Um total de 642 credores reclamavam em tribunal cerca de 55,1 milhões de euros, 37 milhões dos quais referentes a empréstimos à banca. Entre os maiores credores estão o BES (11,9 milhões de euros), o BCP (9,1 milhões de euros) e o BPI (4,2 milhões de euros).

Da lista constam ainda outras empresas do grupo, com 6,2 milhões de euros, a Segurança Social, que reclama 974 mil euros, e o Instituto de Apoio às Pequenas e Médias Empresas e à Inovação (IAPMEI), com 240 mil euros.
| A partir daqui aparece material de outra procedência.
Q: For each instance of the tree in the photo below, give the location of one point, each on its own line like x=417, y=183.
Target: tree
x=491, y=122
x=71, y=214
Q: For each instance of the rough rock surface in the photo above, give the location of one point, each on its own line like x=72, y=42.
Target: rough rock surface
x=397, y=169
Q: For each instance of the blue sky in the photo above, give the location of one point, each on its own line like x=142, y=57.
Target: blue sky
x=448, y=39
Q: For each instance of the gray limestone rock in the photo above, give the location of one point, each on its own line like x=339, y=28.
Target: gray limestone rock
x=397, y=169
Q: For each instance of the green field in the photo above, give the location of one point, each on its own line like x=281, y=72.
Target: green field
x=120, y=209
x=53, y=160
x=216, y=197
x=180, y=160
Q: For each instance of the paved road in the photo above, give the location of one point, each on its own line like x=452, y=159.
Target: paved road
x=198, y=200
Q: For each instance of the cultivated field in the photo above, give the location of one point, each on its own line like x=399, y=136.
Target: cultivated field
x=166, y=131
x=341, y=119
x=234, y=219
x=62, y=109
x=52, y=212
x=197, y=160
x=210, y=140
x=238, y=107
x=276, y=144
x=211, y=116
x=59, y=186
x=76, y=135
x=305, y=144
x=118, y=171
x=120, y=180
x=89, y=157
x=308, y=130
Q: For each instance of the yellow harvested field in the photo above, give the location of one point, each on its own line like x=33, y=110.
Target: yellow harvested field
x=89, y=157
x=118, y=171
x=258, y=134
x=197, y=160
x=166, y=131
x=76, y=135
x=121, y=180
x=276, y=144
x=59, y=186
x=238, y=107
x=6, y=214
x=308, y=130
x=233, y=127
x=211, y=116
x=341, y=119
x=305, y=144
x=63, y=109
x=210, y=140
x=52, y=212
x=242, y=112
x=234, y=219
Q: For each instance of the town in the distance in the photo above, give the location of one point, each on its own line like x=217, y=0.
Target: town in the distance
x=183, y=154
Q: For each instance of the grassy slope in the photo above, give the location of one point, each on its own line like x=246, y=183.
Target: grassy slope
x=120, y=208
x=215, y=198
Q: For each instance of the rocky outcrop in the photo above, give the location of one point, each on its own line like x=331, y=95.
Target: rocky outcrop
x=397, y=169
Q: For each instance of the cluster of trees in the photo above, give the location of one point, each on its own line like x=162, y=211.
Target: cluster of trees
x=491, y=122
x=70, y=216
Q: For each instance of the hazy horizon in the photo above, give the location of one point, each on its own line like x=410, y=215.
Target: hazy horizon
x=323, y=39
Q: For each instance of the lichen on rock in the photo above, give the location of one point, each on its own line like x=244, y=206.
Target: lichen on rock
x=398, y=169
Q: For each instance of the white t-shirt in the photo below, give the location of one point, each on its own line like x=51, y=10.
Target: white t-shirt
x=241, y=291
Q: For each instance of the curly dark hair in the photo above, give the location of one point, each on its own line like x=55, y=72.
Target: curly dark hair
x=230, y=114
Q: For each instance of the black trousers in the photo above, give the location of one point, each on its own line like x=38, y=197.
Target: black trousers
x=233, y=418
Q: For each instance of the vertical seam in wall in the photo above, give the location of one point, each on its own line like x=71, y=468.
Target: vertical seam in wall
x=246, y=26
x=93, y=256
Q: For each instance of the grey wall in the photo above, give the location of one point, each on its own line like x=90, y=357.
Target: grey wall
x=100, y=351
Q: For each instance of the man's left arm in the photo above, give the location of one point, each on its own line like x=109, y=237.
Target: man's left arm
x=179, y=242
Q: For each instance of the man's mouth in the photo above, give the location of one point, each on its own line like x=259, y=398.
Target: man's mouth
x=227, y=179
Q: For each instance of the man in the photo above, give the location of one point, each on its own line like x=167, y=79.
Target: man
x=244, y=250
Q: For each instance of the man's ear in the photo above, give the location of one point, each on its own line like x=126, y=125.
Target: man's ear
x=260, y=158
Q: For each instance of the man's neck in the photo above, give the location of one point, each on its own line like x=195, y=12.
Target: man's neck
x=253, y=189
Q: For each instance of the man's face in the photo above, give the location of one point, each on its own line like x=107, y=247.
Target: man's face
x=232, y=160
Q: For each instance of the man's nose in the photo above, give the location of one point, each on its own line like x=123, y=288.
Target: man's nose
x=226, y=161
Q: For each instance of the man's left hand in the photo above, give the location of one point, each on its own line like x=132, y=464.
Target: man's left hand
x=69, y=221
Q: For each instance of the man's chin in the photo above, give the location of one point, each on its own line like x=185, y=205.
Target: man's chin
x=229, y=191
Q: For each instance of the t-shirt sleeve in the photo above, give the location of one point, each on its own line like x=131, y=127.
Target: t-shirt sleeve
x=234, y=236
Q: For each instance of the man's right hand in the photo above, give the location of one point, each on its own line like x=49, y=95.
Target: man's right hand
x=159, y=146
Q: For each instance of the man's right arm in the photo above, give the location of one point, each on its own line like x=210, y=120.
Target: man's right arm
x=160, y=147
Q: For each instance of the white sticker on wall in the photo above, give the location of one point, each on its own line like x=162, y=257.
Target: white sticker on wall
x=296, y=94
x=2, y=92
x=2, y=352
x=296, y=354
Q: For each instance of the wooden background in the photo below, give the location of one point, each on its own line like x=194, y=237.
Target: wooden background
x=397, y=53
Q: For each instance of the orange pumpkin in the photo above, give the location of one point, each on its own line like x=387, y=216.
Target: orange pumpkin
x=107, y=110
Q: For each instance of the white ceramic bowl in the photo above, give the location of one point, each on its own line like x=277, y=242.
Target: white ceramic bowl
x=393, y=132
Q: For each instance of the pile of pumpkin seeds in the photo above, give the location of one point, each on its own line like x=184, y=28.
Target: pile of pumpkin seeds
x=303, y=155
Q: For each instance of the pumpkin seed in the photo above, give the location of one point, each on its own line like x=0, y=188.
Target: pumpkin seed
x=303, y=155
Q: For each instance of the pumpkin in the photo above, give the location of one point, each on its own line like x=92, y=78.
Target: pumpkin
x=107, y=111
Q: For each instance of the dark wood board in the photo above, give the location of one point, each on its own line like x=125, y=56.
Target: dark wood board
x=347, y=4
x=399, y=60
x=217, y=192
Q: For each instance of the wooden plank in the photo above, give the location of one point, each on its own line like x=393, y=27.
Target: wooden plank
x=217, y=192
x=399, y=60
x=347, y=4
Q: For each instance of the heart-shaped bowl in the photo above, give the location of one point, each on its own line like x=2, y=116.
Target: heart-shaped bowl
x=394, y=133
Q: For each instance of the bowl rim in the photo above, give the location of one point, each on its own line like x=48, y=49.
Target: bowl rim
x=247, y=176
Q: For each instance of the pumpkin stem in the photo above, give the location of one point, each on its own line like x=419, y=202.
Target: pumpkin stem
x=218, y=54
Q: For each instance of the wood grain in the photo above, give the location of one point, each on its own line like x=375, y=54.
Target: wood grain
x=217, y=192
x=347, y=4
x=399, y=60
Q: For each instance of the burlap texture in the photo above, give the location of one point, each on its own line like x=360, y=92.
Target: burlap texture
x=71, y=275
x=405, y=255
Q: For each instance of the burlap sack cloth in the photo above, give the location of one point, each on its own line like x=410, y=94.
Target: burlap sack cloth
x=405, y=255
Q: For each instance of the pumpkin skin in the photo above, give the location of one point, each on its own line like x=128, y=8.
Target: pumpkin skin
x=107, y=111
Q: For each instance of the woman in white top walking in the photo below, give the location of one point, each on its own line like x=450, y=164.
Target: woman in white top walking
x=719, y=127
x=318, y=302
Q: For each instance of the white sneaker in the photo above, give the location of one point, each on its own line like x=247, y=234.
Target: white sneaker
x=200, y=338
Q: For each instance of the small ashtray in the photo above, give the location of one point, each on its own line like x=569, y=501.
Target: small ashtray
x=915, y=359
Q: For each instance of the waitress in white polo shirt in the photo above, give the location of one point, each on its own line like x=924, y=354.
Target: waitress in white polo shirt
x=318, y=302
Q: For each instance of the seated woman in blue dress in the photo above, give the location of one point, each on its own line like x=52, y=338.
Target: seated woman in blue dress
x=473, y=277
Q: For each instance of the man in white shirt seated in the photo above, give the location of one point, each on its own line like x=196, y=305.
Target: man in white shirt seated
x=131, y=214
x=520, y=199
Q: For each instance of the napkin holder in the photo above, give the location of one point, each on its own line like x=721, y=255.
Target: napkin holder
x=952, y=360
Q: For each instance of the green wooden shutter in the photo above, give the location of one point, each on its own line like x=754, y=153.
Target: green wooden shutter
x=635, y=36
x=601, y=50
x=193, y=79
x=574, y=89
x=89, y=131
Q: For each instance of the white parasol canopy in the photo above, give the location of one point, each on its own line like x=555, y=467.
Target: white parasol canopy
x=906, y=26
De acordo com o plano aprovado, a expectativa de ressarcimento dos créditos reconhecidos é de 79,13%, contra 24,7%, face a uma eventual liquidação do grupo.

A Lusotufo, que atualmente emprega cerca de 250 trabalhadores, iniciou a sua atividade em Cortegaça, Ovar, há mais de 75 anos, na cordoaria manual.

A quebra de consumo nos principais mercados (Portugal, Reino Unido e Espanha) resultou numa abrupta diminuição da atividade da empresa e levou à desativação das filiais em Espanha e em Inglaterra.

A administração da empresa tem como objetivo tentar retomar os anteriores níveis de faturação para o Reino Unido, onde se verificou a maior quebra do volume de negócios nos últimos anos, e enfatizar outros mercados nos quais já se encontra presente, estimando um crescimento médio anual de 15%, entre 2014 e 2016.

A curto prazo, está prevista a injeção de novos recursos financeiros na sociedade até ao valor de 3,6 milhões de euros, por via de suprimentos de sócios convertidos em capital e por via de novos financiamentos bancários para superar as atuais dificuldades.